The recipient of several awards, Chingaipe was recognised at the United Nations as one of the most influential people of African descent in the world in 2019.
Hawiine, known in equal fondness as Soreti Kadir, is a multidisciplinary artist. Most well known for her expression as a performance poet, writer, musician, organiser and speaker, her practice is always developing to better communicate her message.
A lover of storytelling, Hawiine recently released her second collection of written work, 167 Ways To Love, available as an ebook. Her most recent musical work is a compilation of poetry and music, titled Pride’s Claw, available on Soundcloud.
Monica Forson is co-founder and president of the Afro-Australian Student Organisation, a member of the Multifaith Multicultural Youth Network, and youth advisor for the Ghana Association of Australia.
Kirk Zwangobani was born and educated in Canberra, Australia where he now lives and works as an executive teacher. Kirk is an early career researcher who has theorised extensively on the formation of an African Australian identity and belonging, working across a number of fields including postcolonialism, philosophy, cultural studies and education.

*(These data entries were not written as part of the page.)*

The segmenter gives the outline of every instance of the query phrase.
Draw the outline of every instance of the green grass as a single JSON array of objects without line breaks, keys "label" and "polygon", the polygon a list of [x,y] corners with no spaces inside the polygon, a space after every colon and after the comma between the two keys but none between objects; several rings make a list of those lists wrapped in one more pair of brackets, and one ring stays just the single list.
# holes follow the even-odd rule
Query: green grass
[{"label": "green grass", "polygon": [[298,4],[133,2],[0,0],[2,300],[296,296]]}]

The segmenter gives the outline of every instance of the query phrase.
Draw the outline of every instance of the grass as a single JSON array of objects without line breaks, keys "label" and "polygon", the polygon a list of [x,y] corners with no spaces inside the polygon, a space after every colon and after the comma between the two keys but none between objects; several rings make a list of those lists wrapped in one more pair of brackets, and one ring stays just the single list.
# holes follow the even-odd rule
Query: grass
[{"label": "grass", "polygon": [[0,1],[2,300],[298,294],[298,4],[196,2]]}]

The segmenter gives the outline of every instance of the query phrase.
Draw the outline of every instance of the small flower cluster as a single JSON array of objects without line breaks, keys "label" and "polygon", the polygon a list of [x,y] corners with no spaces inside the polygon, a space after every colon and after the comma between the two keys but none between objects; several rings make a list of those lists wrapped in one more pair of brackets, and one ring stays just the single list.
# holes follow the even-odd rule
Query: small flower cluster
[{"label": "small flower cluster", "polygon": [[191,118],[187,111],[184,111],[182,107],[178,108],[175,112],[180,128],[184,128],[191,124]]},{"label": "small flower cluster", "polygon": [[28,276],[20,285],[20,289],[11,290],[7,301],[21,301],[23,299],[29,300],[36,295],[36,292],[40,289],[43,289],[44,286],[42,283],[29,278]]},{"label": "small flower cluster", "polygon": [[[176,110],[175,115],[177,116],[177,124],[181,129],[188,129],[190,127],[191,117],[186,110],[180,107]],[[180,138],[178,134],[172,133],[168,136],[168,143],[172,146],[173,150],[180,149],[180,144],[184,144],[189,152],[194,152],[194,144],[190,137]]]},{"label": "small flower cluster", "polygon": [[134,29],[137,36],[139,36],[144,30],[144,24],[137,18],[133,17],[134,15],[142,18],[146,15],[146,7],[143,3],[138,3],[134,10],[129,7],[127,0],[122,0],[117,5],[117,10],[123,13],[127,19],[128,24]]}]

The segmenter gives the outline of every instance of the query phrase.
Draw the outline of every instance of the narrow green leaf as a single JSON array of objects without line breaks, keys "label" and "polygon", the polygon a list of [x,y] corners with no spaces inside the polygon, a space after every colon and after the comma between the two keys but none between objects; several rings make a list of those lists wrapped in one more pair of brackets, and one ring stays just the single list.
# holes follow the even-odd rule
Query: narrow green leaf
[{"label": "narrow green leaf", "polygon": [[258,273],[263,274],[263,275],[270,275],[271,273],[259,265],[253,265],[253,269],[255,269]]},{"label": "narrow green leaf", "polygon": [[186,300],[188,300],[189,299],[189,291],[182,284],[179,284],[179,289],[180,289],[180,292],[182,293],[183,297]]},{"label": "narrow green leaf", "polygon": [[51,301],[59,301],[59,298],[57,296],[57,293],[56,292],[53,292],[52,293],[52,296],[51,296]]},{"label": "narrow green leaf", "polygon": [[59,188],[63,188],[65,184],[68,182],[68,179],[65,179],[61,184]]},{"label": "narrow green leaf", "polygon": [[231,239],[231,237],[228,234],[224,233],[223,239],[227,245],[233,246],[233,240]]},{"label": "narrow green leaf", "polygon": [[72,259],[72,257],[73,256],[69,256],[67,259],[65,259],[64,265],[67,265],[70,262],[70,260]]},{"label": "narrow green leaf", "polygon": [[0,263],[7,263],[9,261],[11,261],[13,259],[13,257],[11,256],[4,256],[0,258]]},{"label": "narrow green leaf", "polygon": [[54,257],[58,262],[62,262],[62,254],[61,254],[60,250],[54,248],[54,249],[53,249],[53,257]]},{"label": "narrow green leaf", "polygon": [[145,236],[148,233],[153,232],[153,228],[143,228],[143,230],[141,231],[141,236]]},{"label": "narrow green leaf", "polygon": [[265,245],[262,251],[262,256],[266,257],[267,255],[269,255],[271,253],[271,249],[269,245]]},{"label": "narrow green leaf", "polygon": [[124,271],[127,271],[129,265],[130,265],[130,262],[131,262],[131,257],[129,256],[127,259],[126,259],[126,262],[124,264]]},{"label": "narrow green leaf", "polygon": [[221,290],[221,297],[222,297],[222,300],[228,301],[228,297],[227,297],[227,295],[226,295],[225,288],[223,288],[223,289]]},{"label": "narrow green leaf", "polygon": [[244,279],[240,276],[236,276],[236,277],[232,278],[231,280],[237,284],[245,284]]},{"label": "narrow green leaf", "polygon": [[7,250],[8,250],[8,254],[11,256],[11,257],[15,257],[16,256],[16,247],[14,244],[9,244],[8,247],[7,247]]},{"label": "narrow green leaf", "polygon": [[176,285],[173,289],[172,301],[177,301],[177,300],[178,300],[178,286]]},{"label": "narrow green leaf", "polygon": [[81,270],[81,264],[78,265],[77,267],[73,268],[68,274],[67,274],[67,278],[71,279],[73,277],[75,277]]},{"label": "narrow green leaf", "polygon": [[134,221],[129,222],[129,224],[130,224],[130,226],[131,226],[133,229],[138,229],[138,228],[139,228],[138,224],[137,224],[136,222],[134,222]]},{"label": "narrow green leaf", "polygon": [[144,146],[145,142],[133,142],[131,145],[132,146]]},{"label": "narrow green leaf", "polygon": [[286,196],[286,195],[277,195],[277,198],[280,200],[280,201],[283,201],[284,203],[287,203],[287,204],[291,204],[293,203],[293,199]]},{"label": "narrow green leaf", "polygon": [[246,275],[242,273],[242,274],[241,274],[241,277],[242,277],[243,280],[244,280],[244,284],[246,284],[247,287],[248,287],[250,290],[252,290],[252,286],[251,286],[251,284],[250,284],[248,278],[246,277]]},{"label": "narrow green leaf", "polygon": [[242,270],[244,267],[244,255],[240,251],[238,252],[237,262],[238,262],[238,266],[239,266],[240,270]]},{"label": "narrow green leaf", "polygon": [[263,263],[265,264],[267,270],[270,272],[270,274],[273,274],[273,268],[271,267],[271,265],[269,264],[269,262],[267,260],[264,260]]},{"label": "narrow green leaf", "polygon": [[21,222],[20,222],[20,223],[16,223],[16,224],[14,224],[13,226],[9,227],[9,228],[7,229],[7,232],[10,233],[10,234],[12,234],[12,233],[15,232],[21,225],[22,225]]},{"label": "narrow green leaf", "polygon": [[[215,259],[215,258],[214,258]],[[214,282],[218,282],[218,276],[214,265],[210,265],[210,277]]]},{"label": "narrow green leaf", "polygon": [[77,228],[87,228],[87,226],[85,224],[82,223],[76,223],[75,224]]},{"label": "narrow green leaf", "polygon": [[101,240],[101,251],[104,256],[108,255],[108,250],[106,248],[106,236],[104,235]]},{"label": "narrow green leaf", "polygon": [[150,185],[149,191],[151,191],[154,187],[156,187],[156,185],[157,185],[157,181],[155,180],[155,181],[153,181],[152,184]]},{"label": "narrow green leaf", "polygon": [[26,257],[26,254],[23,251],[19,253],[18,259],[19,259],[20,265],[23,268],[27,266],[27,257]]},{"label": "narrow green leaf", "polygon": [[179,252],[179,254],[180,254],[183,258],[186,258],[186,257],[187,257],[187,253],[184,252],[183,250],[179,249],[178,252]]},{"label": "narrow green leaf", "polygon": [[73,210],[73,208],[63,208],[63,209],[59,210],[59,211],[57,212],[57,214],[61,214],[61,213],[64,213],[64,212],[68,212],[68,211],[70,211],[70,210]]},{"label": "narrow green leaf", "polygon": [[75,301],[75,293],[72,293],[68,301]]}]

People from Africa arrived in Australia with the First Fleet, but large-scale African immigration to Australia is much more recent – and is hugely diverse. While South Africa and Egypt top the list of African migrants to Australia, Melbourne’s largest African communities are from Sudan and Mauritius – and we’re home to more than half the arrivals from Ethiopia and Somalia.
How do we engage with the African community – or rather, communities? What do we know about the more than 50 countries in this vast – and diverse – continent? And what do we think we know, but actually get wrong?
Zambian-born Santilla Chingaipe, an award-winning SBS journalist, will explore the issues and challenge our perceptions in a series of events that tease out the complexities of African-Australian identity, representation and politics.